Я стоял в углу и слушал. Вдруг кто-то дернул меня за шляпу. Я с удивлением обернулся. В углу на шесте сидела маленькая сгорбленная обезьянка с рыжеватой шерстью и грустной мордочкой. У нее были черные круглые глазки и рот в озабоченных старушечьих складках. Она была опоясана кожаным ремнем, соединенным с цепью. Маленькие черные руки ее до ужаса походили на человечьи.

Я стоял спокойно, не шевелясь. Обезьянка медленно приблизилась ко мне по шесту. При этом она неотрывно смотрела на меня, без недоверия, но каким-то странным, отрешенным взглядом. Наконец она осторожно протянула лапу. Я подставил ей палец. Она сначала отпрянула назад, но потом взяла его. Было так странно ощущать эту прохладную детскую ручку, стиснувшую мой палец. Казалось, что в этом жалком тельце заключен несчастный, немотствующий человек, который хочет выйти наружу. Его взгляд, полный смертельной тоски, нельзя было вынести долго.

Отдуваясь, Густав выбрался тем временем из леса родословных дерев.

— Стало быть, по рукам, Антон, получишь за него щенка добермана от Герты. Лучшая сделка за всю твою жизнь! — Потом он обратился ко мне: — Возьмешь его сразу?

— А сколько он стоит?

— Нисколько. Я выменял его на добермана, которого подарил тебе раньше. Да, брат, Густав умеет обделывать дела! Густав — золото, а не парень!

Мы договорились, что я заеду за щенком попозже, когда буду возвращаться из рейса.

— Ты хоть представляешь себе, что заполучил? — спросил Густав, когда мы вышли. — Это же ирландский терьер! Большая редкость! Чистейших кровей, без единого изъяна! Да еще родословная такая, что ты, раб Божий, должен кланяться этой скотине в пояс, когда захочешь поговорить с ней.

— Густав, — сказал я, — ты оказал мне великую услугу. Пойдем-ка выпьем за это дело лучшего коньяку, который только найдется.

— Только не сегодня! — заявил Густав. — Сегодня у меня должна быть твердая рука. Иду вечером в наш кегельбан. Обещай, что ты как-нибудь сходишь со мной!
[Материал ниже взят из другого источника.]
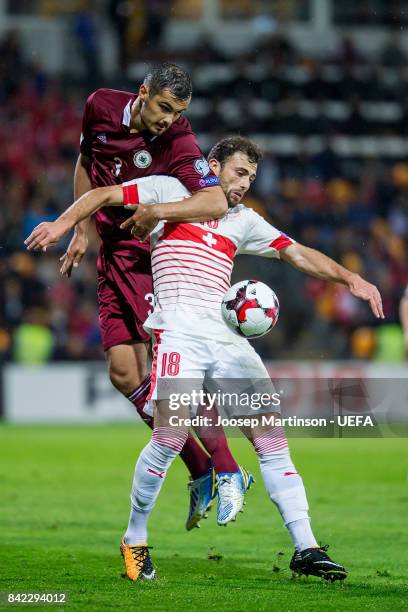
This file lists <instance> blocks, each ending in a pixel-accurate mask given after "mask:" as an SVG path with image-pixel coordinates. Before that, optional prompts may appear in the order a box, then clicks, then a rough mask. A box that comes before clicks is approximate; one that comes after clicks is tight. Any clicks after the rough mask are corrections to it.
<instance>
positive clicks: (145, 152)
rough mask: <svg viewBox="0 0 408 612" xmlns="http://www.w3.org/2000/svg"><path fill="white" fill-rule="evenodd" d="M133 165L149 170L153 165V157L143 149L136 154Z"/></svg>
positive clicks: (134, 155) (149, 153)
mask: <svg viewBox="0 0 408 612" xmlns="http://www.w3.org/2000/svg"><path fill="white" fill-rule="evenodd" d="M133 163H134V164H135V166H136V167H137V168H148V167H149V166H150V164H151V163H152V156H151V155H150V153H149V151H146V150H145V149H143V151H138V152H137V153H135V154H134V156H133Z"/></svg>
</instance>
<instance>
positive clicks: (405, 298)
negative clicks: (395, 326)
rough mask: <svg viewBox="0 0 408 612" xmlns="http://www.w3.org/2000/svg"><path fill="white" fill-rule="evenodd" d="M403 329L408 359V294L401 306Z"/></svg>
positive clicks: (405, 349) (401, 313)
mask: <svg viewBox="0 0 408 612" xmlns="http://www.w3.org/2000/svg"><path fill="white" fill-rule="evenodd" d="M399 314H400V320H401V325H402V331H403V333H404V344H405V358H406V359H408V294H407V292H406V293H405V295H404V296H403V298H402V300H401V302H400V307H399Z"/></svg>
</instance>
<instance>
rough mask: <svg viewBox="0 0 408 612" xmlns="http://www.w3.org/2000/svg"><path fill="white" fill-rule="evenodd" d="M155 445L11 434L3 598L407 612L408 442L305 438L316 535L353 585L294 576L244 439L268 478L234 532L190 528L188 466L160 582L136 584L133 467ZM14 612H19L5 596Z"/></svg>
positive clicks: (351, 584)
mask: <svg viewBox="0 0 408 612" xmlns="http://www.w3.org/2000/svg"><path fill="white" fill-rule="evenodd" d="M148 439H149V432H148V430H147V428H145V427H144V426H142V425H134V424H133V425H132V424H130V425H112V426H89V427H85V426H82V427H79V426H78V427H42V426H38V427H16V426H10V425H2V426H1V427H0V455H1V464H0V491H1V494H0V495H1V502H0V530H1V532H2V533H1V545H0V563H1V567H0V582H1V584H0V592H3V593H4V592H9V591H12V592H48V593H49V592H61V591H66V592H67V593H68V597H69V602H68V604H67V605H65V606H64V608H63V609H66V610H82V609H84V610H85V609H86V610H140V611H150V610H152V611H156V610H169V611H173V610H177V611H179V610H182V611H184V610H189V611H190V610H217V611H219V610H228V611H234V612H236V611H240V610H242V611H248V610H257V611H259V610H278V611H296V610H340V611H342V610H354V611H356V610H358V611H359V610H378V611H381V612H382V611H383V610H395V611H396V610H403V609H407V606H408V603H407V602H408V586H407V585H408V576H407V570H408V552H407V550H408V549H407V539H406V536H407V507H408V490H407V487H408V481H407V472H408V458H407V440H406V439H397V438H393V439H378V438H377V439H364V440H361V439H293V440H292V441H291V448H292V455H293V458H294V461H295V464H296V466H297V468H298V469H299V471H300V472H301V473H302V475H303V478H304V481H305V484H306V488H307V491H308V496H309V502H310V506H311V516H312V519H313V527H314V530H315V533H316V535H317V537H318V538H319V540H320V541H321V542H322V543H326V542H328V543H330V545H331V548H330V551H329V553H330V554H332V556H333V557H334V558H335V559H336V560H337V561H339V562H341V563H344V565H345V566H346V567H347V568H348V569H349V572H350V574H349V578H348V579H347V581H346V583H345V584H344V586H342V585H340V584H328V583H325V582H323V581H321V580H319V579H317V578H312V577H310V578H301V579H295V580H294V579H293V578H292V576H291V572H290V571H289V569H288V563H289V560H290V556H291V554H292V547H291V544H290V541H289V537H288V535H287V533H286V530H285V529H284V528H283V526H282V523H281V520H280V516H279V515H278V512H277V510H276V509H275V507H274V506H273V505H272V503H271V502H270V501H269V499H268V498H267V495H266V492H265V490H264V487H263V483H262V480H261V477H260V474H259V470H258V467H257V460H256V456H255V454H254V453H253V451H252V449H251V447H250V445H249V444H248V443H247V442H246V441H245V440H243V439H239V438H234V439H231V447H232V449H233V451H234V454H235V456H236V457H237V458H238V460H239V462H241V463H242V464H243V465H245V466H246V467H248V468H251V469H252V470H253V472H254V475H255V478H256V484H255V486H254V487H253V489H251V491H250V492H249V493H248V495H247V505H246V510H245V513H244V514H241V515H240V516H239V518H238V520H237V522H236V523H235V524H232V525H229V526H228V527H227V528H221V527H218V526H217V525H216V522H215V512H214V510H213V511H212V512H211V513H210V516H209V518H208V520H207V521H203V525H202V528H201V529H199V530H198V529H197V530H195V531H194V532H191V533H187V532H186V531H185V529H184V522H185V518H186V513H187V503H188V497H187V492H186V481H187V474H186V471H185V468H184V466H183V464H182V463H181V461H180V460H179V459H178V460H177V461H176V462H175V464H174V465H173V467H172V468H171V470H170V471H169V474H168V477H167V479H166V481H165V484H164V487H163V490H162V493H161V495H160V498H159V501H158V504H157V507H156V508H155V510H154V512H153V514H152V517H151V519H150V542H149V543H150V544H151V545H152V546H153V547H154V548H153V551H152V556H153V559H154V562H155V565H156V568H157V572H158V574H159V576H160V579H159V580H157V581H155V582H152V583H131V582H129V581H128V580H126V579H124V578H122V577H121V574H122V572H123V567H122V560H121V557H120V555H119V542H120V538H121V535H122V533H123V531H124V529H125V525H126V523H127V518H128V508H129V505H128V495H129V489H130V484H131V478H132V474H133V466H134V462H135V459H136V457H137V454H138V451H139V450H140V449H141V448H142V446H143V445H144V444H145V443H146V442H147V440H148ZM280 553H283V554H280ZM209 556H210V557H211V556H212V557H215V559H209ZM217 559H218V560H217ZM278 568H279V570H278ZM3 597H4V595H3ZM36 607H37V609H38V608H39V606H36ZM42 608H43V609H48V610H50V609H58V608H59V609H61V606H59V607H57V606H46V607H45V606H42ZM1 609H11V607H10V606H9V605H7V604H5V603H4V599H3V604H1Z"/></svg>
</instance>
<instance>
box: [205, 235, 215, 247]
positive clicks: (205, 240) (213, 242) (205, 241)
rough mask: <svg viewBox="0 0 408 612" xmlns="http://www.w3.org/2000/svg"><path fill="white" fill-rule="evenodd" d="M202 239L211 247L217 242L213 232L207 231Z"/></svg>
mask: <svg viewBox="0 0 408 612" xmlns="http://www.w3.org/2000/svg"><path fill="white" fill-rule="evenodd" d="M202 239H203V240H204V242H205V243H206V244H208V246H209V247H210V248H211V247H213V246H214V245H215V244H217V239H216V238H214V236H213V234H212V233H211V232H207V234H205V236H204V235H203V236H202Z"/></svg>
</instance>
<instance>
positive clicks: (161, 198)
mask: <svg viewBox="0 0 408 612" xmlns="http://www.w3.org/2000/svg"><path fill="white" fill-rule="evenodd" d="M122 188H123V203H124V205H125V208H130V209H131V208H134V207H135V206H137V205H138V204H161V203H163V202H178V201H180V200H183V199H184V198H188V197H189V196H190V195H191V194H190V192H189V191H188V190H187V189H186V187H184V185H183V184H182V183H181V182H180V181H179V180H178V179H176V178H174V177H172V176H159V175H157V176H146V177H143V178H139V179H133V180H132V181H127V182H126V183H123V185H122Z"/></svg>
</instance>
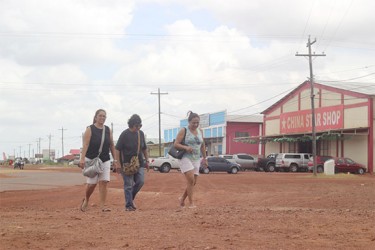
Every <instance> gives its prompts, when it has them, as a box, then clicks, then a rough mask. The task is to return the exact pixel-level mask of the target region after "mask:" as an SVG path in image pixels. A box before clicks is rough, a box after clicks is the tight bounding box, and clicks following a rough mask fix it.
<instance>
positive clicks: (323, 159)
mask: <svg viewBox="0 0 375 250" xmlns="http://www.w3.org/2000/svg"><path fill="white" fill-rule="evenodd" d="M330 159H334V160H335V173H347V172H350V173H358V174H364V173H366V167H365V166H364V165H362V164H360V163H357V162H355V161H353V160H352V159H350V158H346V157H332V156H317V157H316V167H317V172H318V173H323V172H324V162H325V161H327V160H330ZM307 165H308V168H309V170H310V171H312V170H313V162H312V159H310V161H309V162H308V164H307Z"/></svg>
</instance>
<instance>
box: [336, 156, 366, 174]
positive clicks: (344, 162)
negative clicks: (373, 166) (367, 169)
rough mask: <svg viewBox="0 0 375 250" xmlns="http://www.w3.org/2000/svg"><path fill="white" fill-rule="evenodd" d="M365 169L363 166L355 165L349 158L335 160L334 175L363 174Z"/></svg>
mask: <svg viewBox="0 0 375 250" xmlns="http://www.w3.org/2000/svg"><path fill="white" fill-rule="evenodd" d="M366 171H367V169H366V167H365V166H364V165H363V164H360V163H357V162H355V161H353V160H352V159H350V158H346V157H337V158H335V173H348V172H350V173H358V174H364V173H366Z"/></svg>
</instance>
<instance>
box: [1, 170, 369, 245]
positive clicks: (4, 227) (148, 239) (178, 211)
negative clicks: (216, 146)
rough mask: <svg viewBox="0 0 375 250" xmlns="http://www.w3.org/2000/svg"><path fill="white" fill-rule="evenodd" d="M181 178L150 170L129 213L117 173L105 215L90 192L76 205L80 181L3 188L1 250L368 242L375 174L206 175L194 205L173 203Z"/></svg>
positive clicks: (181, 178) (110, 187)
mask: <svg viewBox="0 0 375 250" xmlns="http://www.w3.org/2000/svg"><path fill="white" fill-rule="evenodd" d="M23 171H27V170H23ZM43 171H45V170H43ZM50 171H70V172H77V173H79V172H80V170H79V169H77V168H67V167H66V168H61V169H57V170H56V169H51V170H50ZM116 176H117V175H116V174H113V177H116ZM4 177H6V175H1V176H0V181H1V178H4ZM184 185H185V181H184V178H183V176H182V175H181V173H179V172H173V171H171V172H170V173H167V174H162V173H158V172H154V171H152V170H150V172H148V173H147V174H146V183H145V185H144V187H143V189H142V191H141V192H140V193H139V196H138V197H137V199H136V203H137V207H138V209H137V211H135V212H125V211H124V195H123V190H122V179H121V178H116V179H114V180H112V181H111V182H110V184H109V191H108V202H107V203H108V206H109V207H110V208H111V209H112V211H111V212H106V213H103V212H101V211H100V209H99V207H98V201H99V194H98V190H95V193H94V194H93V197H92V199H91V200H90V204H89V209H88V211H87V212H85V213H83V212H81V211H80V210H79V205H80V202H81V200H82V198H83V195H84V188H85V187H84V185H78V186H72V187H66V188H54V189H48V190H37V191H6V192H1V193H0V225H1V228H0V249H59V250H65V249H305V250H306V249H375V176H374V175H369V174H366V175H364V176H358V175H345V174H341V175H336V176H335V177H326V176H318V177H313V176H312V174H307V173H263V172H240V173H238V174H236V175H231V174H227V173H210V174H208V175H201V176H200V177H199V180H198V185H197V188H196V195H195V200H196V205H197V206H198V207H197V208H196V209H189V208H185V209H180V208H179V207H178V197H179V196H180V195H181V193H182V191H183V188H184Z"/></svg>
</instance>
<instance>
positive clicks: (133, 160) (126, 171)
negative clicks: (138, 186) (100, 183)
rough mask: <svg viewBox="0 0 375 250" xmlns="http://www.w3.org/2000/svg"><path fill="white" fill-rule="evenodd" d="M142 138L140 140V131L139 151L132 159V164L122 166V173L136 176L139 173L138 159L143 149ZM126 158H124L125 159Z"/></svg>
mask: <svg viewBox="0 0 375 250" xmlns="http://www.w3.org/2000/svg"><path fill="white" fill-rule="evenodd" d="M140 144H141V138H140V134H139V131H138V150H137V155H135V156H133V157H132V158H131V159H130V162H126V163H124V164H122V171H123V173H124V174H125V175H134V174H135V173H137V172H138V169H139V167H140V166H139V159H138V155H139V150H140V147H141V145H140ZM123 158H124V157H123Z"/></svg>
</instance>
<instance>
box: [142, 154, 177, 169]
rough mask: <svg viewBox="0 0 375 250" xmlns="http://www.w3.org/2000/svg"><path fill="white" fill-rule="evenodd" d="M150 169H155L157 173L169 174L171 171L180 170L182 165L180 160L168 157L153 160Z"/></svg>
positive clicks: (170, 156)
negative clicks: (179, 161)
mask: <svg viewBox="0 0 375 250" xmlns="http://www.w3.org/2000/svg"><path fill="white" fill-rule="evenodd" d="M149 167H150V168H153V169H154V170H155V171H159V172H160V173H168V172H169V171H170V170H171V169H176V170H179V169H180V164H179V162H178V159H176V158H173V157H172V156H169V155H168V156H166V157H158V158H154V159H152V160H151V162H150V164H149Z"/></svg>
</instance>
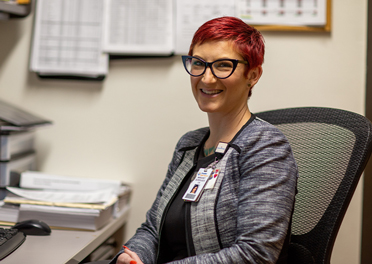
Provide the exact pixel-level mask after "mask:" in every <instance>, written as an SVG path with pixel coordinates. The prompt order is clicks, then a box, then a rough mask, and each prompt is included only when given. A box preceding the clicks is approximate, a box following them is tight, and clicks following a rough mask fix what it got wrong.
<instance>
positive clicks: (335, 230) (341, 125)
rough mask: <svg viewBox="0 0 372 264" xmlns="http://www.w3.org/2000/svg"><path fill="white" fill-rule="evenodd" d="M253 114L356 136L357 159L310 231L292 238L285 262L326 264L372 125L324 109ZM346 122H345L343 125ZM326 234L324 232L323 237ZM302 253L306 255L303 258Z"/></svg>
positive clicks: (352, 191) (362, 160) (349, 113)
mask: <svg viewBox="0 0 372 264" xmlns="http://www.w3.org/2000/svg"><path fill="white" fill-rule="evenodd" d="M255 115H256V116H257V117H259V118H261V119H263V120H266V121H267V122H269V123H271V124H273V125H278V126H280V125H283V124H290V123H301V122H306V123H307V122H312V123H324V124H332V125H337V126H340V127H343V128H346V129H347V130H349V131H351V132H353V133H354V135H355V138H356V141H355V144H354V148H353V150H352V154H351V157H354V156H357V157H359V156H360V157H359V158H358V159H357V161H353V163H352V162H351V160H352V158H351V159H350V162H349V164H348V166H347V170H346V173H345V176H344V178H343V179H342V182H341V183H340V185H339V187H338V189H337V191H336V193H335V195H334V197H333V198H332V200H331V202H330V204H329V206H328V208H327V209H326V211H325V213H324V214H323V216H322V217H321V219H320V221H319V222H318V224H317V225H316V227H314V228H313V229H312V230H311V231H310V232H308V233H306V234H303V235H293V234H292V237H291V244H290V247H289V262H288V263H296V264H299V263H301V264H305V263H314V264H323V263H325V264H328V263H330V258H331V253H332V250H333V246H334V243H335V240H336V236H337V233H338V231H339V229H340V226H341V223H342V220H343V218H344V215H345V213H346V210H347V208H348V205H349V204H350V201H351V198H352V196H353V194H354V192H355V189H356V187H357V185H358V182H359V179H360V176H361V175H362V173H363V171H364V168H365V167H366V165H367V162H368V159H369V157H370V155H371V151H372V136H371V134H372V124H371V122H370V121H369V120H368V119H367V118H366V117H364V116H362V115H359V114H356V113H353V112H349V111H345V110H340V109H334V108H324V107H299V108H286V109H278V110H271V111H265V112H260V113H256V114H255ZM345 119H346V120H348V121H347V122H345V121H344V120H345ZM279 129H280V127H279ZM360 135H361V136H360ZM360 153H362V154H360ZM295 159H296V155H295ZM299 177H301V175H299ZM335 197H337V199H335ZM325 233H327V235H326V236H325V235H324V234H325ZM324 237H326V238H325V239H324ZM304 254H305V255H306V254H307V255H308V256H306V257H304V256H303V255H304ZM309 254H310V255H309Z"/></svg>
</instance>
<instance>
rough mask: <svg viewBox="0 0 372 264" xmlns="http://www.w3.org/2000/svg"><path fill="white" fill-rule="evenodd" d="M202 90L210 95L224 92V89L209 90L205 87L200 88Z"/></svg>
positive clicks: (217, 93) (205, 93)
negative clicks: (205, 89)
mask: <svg viewBox="0 0 372 264" xmlns="http://www.w3.org/2000/svg"><path fill="white" fill-rule="evenodd" d="M200 90H201V91H202V93H204V94H208V95H213V94H219V93H222V90H211V91H208V90H204V89H200Z"/></svg>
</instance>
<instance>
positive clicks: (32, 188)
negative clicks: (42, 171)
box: [19, 171, 121, 195]
mask: <svg viewBox="0 0 372 264" xmlns="http://www.w3.org/2000/svg"><path fill="white" fill-rule="evenodd" d="M19 185H20V187H22V188H30V189H51V190H66V191H96V190H101V189H105V188H111V189H112V190H113V192H114V193H115V194H117V195H118V194H120V192H121V182H120V181H118V180H105V179H92V178H78V177H69V176H60V175H52V174H48V173H42V172H38V171H25V172H22V173H21V179H20V183H19Z"/></svg>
Там очень приличные люди, есть даже один обер-постсекретарь.

— Как-нибудь схожу, — сказал я. — Даже если там не будет обер-постсекретаря.

Около шести я вернулся в мастерскую. Кестер поджидал меня.

— Сегодня днем звонил Жаффе. Просил тебя позвонить.

Я обомлел.

— Он сказал что-нибудь, Отто?

— Нет, ничего особенного. Сказал только, что принимает до пяти у себя, а потом поедет в больницу Святой Доротеи. Так что тебе надо звонить туда.

— Хорошо.

Я пошел в контору. Там было тепло и душно, но меня бил озноб, и телефонная трубка дрожала в моей руке.

— Не дури, — сказал я самому себе и покрепче уперся локтем в стол.

Я дозвонился не скоро.

— У вас есть время? — спросил Жаффе.

— Да.

— В таком случае не откладывая приезжайте. Я буду здесь еще в течение часа.

Я хотел спросить его, не случилось ли чего с Пат. Но так и не решился.

— Хорошо, — сказал я, — через десять минут я буду у вас.

Я нажал на рычаг и тут же позвонил домой. Сняла трубку Фрида. Я попросил позвать Пат.

— Не знаю, дома ли, — последовал недовольный ответ. — Сейчас гляну.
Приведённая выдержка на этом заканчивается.